Using JMX, Java monitoring tools can explore what threads are running in the JVM, the state of each thread, the CPU usage of each thread etc. By periodically collecting these statistics, monitoring tools can correlate thread level performance information with the CPU usage of the Java application and answer the question "Why is the Java application taking high CPU?"
Figure 1 below depicts the monitoring of threads in a JVM. High and medium CPU threads are defined as threads that take up more than 50% CPU and 30-50% CPU respectively. The existence of any high or medium CPU thread is indicative of an application bottleneck, i.e., a piece of inefficient code that is executing frequently and taking up CPU. In this example, there is one high CPU thread.
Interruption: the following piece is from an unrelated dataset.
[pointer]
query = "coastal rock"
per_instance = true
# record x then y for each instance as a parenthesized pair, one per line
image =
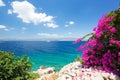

Figure 1: Diagnosing high CPU threads in the JVM
Detailed diagnosis of this metric reveals the stack trace — i.e., which line of code is the thread that is taking CPU executing. If the thread is assigned a name in the application, the thread name is shown on the left-hand side of Figure 2 and the detailed stack trace is on the right-hand side. This information gives operations staff and developers exactly what they need to identify the cause of high CPU usage. The exact class, method and line of code can be determined. In this example, look in the com.zapstore.logic.LogicBuilder class, createLogic method and line number 223.
Figure 2: Identifying the cause of high JVM CPU usage
If the CPU usage is due to an unexpected workload increase, you should see the number of threads increase, and even if each thread consumes a small amount of CPU, the aggregate may be significant.
If none of the application threads is taking much CPU, the aggregate CPU usage of the application threads is low and yet the Java application is taking CPU, suspect garbage collection activity in the JVM. You may want to change the garbage collection algorithm or increase the heap and non-heap memory available to the JVM to alleviate the problem.
Historical information captured about the JVM's CPU usage and individual threads' CPU usage can be used to determine what is the real cause of the Java application's high CPU usage. You will no longer need to restart the application and hope that the problem goes away. The historical insights (like shown below in Figure 3) will help you accurately determine the cause of CPU spikes and fix them, so you do not have to deal with the same issues ever again.
Figure 3: Historical JVM performance analytics and trends
Enabling JMX for a JVM has minimal impact on its performance. Hence, this technique of monitoring Java applications is applicable even for production environments.
Get 360° Visibility and Insights into Java Application Performance
The performance of Java applications depends on three critical factors: the JVM, the Java web container (WebLogic, JBoss, Tomcat, etc.), and the application transactions performed on the front end by the business user. The transactions are where the end user will experience slowness or failure. So, it is imperative to trace the transactions in real time to identify how they are being executed and where slowness occurs.
The JVM, as we see in this article, is a core piece of the Java stack. How CPU and memory are allocated, utilized and managed determine how efficient the application processing will be.
Lastly, the Java web container, where the business logic for the execution of the application code resides is an important component of the application middleware.
All these three components need to be monitored in the context of one another to get full stack visibility of the Java application.